Equestrian Statue of Colleoni

1481-95
Gilded bronze, height 395 cm (without base)
Campo di Santi Giovanni e Paolo, Venice

From the close of the 1470s until his death, Verrocchio devoted most of his time and energy to the planning and casting of the colossal bronze monument to Bartolomeo Colleoni. The condottiere Colleoni had bequeathed part of his wealth to the Venetian state, with the provision that a bronze equestrian statue should be erected to his memory. Verrocchio took part in the competition for the commission, and prepared a true-to-life, life-size wooden model covered with black leather. He was awarded the commission in 1480, and probably in 1486 went to Venice to supervise the statue's execution. In 1488 Leopardi was commissioned to cast the sculpture, and it was erected in 1494.
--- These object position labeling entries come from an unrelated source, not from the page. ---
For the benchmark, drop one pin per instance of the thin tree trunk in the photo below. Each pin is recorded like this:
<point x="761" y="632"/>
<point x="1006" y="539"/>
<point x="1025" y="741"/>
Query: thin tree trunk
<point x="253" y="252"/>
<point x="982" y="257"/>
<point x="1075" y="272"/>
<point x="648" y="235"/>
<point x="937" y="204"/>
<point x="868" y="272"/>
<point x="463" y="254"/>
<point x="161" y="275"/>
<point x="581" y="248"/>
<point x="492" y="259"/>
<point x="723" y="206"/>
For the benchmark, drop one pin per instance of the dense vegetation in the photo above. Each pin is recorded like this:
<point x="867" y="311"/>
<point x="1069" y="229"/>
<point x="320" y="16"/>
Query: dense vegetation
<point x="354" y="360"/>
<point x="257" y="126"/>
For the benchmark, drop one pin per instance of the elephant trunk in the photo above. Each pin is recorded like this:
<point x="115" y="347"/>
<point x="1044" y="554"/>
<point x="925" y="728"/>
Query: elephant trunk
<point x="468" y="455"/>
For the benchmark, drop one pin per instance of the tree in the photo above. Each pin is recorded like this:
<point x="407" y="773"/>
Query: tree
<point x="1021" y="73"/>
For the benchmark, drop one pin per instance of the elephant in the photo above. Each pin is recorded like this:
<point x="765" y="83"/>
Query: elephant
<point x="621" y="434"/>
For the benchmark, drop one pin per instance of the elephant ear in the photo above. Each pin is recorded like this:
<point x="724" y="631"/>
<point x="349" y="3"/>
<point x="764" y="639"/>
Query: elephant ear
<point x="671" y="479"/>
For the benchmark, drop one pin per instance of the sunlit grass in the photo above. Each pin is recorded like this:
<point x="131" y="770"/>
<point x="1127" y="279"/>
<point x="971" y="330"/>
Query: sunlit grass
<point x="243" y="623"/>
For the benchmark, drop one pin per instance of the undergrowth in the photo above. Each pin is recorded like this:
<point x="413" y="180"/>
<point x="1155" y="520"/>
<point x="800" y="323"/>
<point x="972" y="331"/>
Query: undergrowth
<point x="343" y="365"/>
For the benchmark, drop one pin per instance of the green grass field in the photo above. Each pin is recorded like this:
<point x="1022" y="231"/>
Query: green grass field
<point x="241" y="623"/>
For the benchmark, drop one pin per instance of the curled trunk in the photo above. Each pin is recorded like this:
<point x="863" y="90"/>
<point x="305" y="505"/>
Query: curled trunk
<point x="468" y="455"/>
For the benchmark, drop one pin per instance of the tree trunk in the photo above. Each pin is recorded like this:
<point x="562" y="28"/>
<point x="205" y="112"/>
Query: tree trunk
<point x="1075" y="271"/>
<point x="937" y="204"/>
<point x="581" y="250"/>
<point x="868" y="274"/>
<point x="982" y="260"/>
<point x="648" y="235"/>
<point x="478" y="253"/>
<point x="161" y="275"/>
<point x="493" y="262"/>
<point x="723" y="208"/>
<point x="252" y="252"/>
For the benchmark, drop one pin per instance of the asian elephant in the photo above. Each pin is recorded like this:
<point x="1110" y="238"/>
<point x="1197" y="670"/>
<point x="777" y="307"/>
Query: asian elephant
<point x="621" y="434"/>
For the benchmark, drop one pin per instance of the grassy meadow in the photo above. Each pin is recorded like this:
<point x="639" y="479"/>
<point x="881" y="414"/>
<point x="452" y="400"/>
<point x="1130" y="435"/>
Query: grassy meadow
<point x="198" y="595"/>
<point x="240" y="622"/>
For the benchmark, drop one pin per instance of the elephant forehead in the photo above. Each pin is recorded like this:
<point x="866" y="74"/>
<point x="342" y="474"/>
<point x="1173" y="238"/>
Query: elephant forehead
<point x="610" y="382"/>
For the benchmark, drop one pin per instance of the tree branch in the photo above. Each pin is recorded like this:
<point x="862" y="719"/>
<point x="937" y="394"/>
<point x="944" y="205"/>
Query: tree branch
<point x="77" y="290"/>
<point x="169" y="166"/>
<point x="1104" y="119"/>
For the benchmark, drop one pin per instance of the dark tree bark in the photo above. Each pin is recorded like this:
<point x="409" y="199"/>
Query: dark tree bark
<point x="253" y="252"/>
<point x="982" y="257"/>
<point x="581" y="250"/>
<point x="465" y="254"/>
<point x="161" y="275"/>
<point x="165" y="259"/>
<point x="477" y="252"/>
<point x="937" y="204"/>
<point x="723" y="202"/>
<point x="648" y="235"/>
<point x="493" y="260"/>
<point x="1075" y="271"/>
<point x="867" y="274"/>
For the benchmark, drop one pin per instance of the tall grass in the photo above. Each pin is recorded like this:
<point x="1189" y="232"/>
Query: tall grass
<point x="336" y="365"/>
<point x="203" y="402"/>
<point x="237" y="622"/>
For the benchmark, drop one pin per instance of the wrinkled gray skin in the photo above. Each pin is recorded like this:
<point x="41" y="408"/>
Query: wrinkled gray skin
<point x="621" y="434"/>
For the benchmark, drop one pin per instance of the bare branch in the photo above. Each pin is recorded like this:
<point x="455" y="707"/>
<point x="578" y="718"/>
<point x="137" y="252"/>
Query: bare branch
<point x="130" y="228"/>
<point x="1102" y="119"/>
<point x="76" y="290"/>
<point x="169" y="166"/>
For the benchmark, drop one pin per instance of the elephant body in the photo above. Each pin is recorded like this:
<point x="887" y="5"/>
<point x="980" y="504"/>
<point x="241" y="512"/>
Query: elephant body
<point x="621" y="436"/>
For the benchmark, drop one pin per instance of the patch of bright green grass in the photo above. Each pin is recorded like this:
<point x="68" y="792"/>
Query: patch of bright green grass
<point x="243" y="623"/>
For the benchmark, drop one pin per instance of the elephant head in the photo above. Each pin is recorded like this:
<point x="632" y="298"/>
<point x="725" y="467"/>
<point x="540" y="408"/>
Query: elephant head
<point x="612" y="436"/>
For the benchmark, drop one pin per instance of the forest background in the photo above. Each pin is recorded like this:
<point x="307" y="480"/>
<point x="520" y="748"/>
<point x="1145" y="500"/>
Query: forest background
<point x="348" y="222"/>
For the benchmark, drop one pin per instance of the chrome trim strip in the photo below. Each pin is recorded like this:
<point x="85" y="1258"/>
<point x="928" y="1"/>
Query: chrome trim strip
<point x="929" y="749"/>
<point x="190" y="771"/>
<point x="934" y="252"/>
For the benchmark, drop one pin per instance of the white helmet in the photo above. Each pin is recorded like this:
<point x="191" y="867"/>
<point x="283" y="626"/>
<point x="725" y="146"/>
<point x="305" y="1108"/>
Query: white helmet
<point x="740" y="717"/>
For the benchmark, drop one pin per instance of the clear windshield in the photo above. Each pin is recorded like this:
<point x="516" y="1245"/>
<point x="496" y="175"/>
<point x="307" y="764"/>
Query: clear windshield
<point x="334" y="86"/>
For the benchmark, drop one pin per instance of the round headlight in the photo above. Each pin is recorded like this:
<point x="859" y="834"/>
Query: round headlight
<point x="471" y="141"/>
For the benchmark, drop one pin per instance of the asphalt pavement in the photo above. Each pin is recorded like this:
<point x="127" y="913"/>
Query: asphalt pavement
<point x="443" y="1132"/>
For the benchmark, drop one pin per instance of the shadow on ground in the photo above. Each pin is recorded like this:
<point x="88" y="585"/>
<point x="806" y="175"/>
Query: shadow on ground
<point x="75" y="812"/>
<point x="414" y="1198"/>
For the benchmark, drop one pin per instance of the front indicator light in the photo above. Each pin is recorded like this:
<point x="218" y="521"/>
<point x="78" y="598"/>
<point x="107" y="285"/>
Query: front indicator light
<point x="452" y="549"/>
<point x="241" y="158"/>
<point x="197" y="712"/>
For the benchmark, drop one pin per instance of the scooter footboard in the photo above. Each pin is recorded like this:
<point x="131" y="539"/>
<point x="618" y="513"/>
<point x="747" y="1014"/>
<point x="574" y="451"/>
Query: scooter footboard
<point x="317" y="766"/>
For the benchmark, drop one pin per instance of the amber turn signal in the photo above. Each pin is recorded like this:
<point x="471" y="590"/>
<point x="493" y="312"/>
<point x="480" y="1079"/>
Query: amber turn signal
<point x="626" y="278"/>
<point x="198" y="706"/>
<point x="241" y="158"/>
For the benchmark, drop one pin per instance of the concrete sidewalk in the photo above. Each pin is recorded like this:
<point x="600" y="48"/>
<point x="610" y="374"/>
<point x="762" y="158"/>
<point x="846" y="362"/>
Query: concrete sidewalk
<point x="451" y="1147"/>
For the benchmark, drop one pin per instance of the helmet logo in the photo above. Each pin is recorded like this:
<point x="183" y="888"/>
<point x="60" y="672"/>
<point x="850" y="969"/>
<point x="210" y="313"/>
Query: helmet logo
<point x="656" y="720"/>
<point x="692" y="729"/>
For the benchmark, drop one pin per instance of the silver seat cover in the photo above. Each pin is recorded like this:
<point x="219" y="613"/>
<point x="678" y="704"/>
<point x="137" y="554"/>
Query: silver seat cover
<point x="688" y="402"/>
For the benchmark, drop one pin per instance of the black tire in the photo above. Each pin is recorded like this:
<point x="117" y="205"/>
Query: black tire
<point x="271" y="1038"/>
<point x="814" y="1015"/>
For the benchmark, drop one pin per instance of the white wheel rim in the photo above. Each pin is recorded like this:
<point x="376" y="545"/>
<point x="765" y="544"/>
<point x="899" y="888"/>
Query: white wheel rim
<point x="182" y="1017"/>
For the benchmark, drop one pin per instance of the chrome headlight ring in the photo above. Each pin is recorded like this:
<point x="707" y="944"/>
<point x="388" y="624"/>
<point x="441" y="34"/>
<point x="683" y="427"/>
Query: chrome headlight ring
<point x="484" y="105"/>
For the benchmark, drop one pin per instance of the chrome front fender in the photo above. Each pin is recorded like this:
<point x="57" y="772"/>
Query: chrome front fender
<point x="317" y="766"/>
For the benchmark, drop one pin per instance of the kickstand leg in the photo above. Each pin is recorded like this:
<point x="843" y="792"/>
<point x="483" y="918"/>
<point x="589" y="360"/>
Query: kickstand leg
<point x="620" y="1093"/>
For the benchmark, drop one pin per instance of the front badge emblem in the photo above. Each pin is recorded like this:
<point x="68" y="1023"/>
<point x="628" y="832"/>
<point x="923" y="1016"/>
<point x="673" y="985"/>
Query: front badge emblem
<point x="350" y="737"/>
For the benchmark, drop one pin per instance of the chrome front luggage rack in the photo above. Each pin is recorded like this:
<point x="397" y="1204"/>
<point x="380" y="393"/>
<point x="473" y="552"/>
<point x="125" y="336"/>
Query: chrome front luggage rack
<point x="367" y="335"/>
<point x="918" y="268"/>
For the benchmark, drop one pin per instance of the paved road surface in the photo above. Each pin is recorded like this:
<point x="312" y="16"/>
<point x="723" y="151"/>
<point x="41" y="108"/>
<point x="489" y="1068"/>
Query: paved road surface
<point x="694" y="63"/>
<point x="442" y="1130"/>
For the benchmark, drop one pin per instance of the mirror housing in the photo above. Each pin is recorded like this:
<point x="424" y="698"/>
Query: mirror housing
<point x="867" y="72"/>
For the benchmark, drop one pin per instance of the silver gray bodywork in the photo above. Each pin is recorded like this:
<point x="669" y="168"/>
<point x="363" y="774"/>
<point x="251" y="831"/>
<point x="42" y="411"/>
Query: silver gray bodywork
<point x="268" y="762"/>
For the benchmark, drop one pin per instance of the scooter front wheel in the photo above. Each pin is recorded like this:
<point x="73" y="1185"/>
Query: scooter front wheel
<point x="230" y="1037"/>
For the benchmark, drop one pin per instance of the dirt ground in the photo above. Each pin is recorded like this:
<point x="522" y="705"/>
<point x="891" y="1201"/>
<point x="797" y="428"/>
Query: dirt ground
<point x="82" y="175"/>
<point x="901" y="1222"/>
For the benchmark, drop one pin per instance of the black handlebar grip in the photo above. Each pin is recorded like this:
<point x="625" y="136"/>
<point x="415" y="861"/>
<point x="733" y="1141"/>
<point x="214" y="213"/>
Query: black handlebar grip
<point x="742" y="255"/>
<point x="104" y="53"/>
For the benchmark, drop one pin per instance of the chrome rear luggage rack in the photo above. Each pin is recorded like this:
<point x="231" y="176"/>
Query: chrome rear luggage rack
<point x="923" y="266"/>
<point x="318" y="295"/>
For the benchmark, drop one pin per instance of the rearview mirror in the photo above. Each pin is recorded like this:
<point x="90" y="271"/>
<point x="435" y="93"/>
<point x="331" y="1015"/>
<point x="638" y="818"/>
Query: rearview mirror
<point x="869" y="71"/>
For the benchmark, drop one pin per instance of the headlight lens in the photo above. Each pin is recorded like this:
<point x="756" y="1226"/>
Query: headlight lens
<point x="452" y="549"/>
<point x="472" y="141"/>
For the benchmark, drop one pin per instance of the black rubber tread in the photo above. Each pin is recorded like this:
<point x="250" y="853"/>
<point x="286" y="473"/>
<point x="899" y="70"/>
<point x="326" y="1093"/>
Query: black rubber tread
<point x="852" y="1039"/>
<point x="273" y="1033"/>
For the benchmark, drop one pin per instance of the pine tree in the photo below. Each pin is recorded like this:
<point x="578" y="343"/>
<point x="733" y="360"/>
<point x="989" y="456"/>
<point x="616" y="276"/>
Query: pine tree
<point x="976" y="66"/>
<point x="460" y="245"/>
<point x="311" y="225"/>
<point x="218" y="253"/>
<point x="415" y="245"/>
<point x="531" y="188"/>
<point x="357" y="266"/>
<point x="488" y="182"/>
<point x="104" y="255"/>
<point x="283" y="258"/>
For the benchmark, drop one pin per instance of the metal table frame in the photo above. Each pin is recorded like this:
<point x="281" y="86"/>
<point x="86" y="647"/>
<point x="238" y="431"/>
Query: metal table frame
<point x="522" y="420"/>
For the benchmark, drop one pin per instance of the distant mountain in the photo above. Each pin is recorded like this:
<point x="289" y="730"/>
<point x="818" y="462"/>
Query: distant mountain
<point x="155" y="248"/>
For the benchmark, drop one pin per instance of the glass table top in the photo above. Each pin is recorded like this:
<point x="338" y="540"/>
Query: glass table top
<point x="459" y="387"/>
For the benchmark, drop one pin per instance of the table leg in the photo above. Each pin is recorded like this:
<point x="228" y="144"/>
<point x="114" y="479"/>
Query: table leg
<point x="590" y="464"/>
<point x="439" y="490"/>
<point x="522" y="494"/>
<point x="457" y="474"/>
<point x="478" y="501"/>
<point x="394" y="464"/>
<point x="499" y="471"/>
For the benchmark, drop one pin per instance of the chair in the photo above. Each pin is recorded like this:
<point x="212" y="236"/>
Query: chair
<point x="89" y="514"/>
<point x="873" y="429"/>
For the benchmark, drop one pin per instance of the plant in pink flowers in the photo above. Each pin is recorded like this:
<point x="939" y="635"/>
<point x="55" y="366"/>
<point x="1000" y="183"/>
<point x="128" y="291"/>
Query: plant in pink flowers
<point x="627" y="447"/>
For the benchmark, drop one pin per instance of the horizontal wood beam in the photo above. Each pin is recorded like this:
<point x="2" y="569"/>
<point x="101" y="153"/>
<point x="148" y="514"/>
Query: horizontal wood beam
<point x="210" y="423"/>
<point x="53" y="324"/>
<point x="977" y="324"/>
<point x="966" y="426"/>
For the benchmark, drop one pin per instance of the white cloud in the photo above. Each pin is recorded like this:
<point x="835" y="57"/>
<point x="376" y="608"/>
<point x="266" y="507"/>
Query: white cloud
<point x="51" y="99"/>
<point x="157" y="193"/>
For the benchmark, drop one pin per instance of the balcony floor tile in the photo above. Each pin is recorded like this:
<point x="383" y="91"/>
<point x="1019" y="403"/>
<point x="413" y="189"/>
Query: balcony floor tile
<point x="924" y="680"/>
The monument crowned Verrocchio's career and is the most forceful of 15th-century equestrian monuments. Inspired more by Venetian precedents than by Florentine counterparts, it is a realistic depiction of a contemporary and ferocious condottiere. It differs from previous famous representations in being, typically for Verrocchio, an animated rather than a static group. The conception of the rider and horse is based on Andrea del Castagno's fresco of Niccolò da Tolentino and on the unattributed early 15th-century equestrian monument to Paolo Savelli (d. 1405).